MANAGEMENT INFORMATION SYSTEM TO ENHANCE SOCIAL DEVELOPMENT STRATEGY ON ST.KITTS-NEVIS

Azilla Clarke, Director of Social Development

Basseterre, St. Kitts, March 10, 2016 (SKNIS): A Management Information System (MIS) will soon be operationalized at the Ministry of Social Development as part of the National Social Protection Strategy and the social safety net reforms currently taking place.

 

At a workshop held March 08, Azilla Clarke, Director of Social Development, noted that in 2012 with the completion of the National Social Protection Strategy, 13 recommendations had been made.  She said in order to carry out these changes an objective targeting mechanism, a central registry for beneficiaries and a MIS to better manage the care and needs of the poor and vulnerable were necessary.

 

“So with the help of Ayala Consulting (originating out of Florida, USA) we’ve accomplished these three deliverables,” Ms.
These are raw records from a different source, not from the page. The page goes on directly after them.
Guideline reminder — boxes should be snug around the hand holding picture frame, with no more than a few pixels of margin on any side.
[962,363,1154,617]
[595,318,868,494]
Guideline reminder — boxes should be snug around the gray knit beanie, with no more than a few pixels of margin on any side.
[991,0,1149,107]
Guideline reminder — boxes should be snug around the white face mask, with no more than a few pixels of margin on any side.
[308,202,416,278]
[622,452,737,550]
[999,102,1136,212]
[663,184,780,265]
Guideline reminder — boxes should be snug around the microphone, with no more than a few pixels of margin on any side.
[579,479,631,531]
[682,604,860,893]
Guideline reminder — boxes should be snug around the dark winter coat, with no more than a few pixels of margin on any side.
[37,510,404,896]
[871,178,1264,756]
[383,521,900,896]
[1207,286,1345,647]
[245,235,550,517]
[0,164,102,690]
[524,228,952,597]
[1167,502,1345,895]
Clarke said. “Now we’re meeting with some of our key stakeholders from health, education, probation and child protection services, and social security to begin to discuss – how do we share the information that we have with our stakeholders and receive information from them to better be able not just to identify the poor and vulnerable, but get more services out to the poor and vulnerable.  And then be able to help the state in understanding how we’ve performed in that role.”

 

Maya Faisal, UNICEF Social and Economic Policy Specialist

Maya Faisal, UNICEF Social and Economic Policy Specialist

Carlton Phipps, Director of Statistics, explained that the training would assist him in carrying out duties in his ministry.

 

“From the data that we captured, that was presented, it shows basically the sort of information on housing, on characteristics of persons in the household that were captured from the field activity,” Mr. Phipps said.  “We feel that this is very important as it corroborates some of the work that we do in the Statistics Department.  We’re also conducting some household surveys, household income and expenditure surveys, and the information could basically corroborate or verify some of the surveys that we are doing.  So I think it’s a good partnership in terms of what they’re doing.”

 

The data being analysed during the workshop was obtained from a National Household Survey coordinated by the Department of Social Development during May and June of 2015.

 

Maya Faisal, Social and Economic Policy Specialist at the United Nations Children’s Fund (UNICEF) Office for the Eastern Caribbean Area, explained that the workshop is important because the data include the vulnerable groups, including women and children, which fall under UNICEF’s mandate.  As such, she said that UNICEF wants to make sure that the social safety net programmes are well targeted, effectively delivered and have the coverage appropriate for women and children in St. Kitts and Nevis.

 

Ms. Faisal said that similar reforms are taking place in the Caribbean region.

 

“In the region, there are other countries also going through a social safety net reform and as you may know St. Kitts and Nevis has a very [good] social protection strategy,” the UNICEF representative said.  “This workshop is one of the many objectives in the social protection policy.”

 

UNICEF in collaboration with its OECS partners is also currently assisting Antigua and Barbuda and St. Lucia with their social safety net reforms.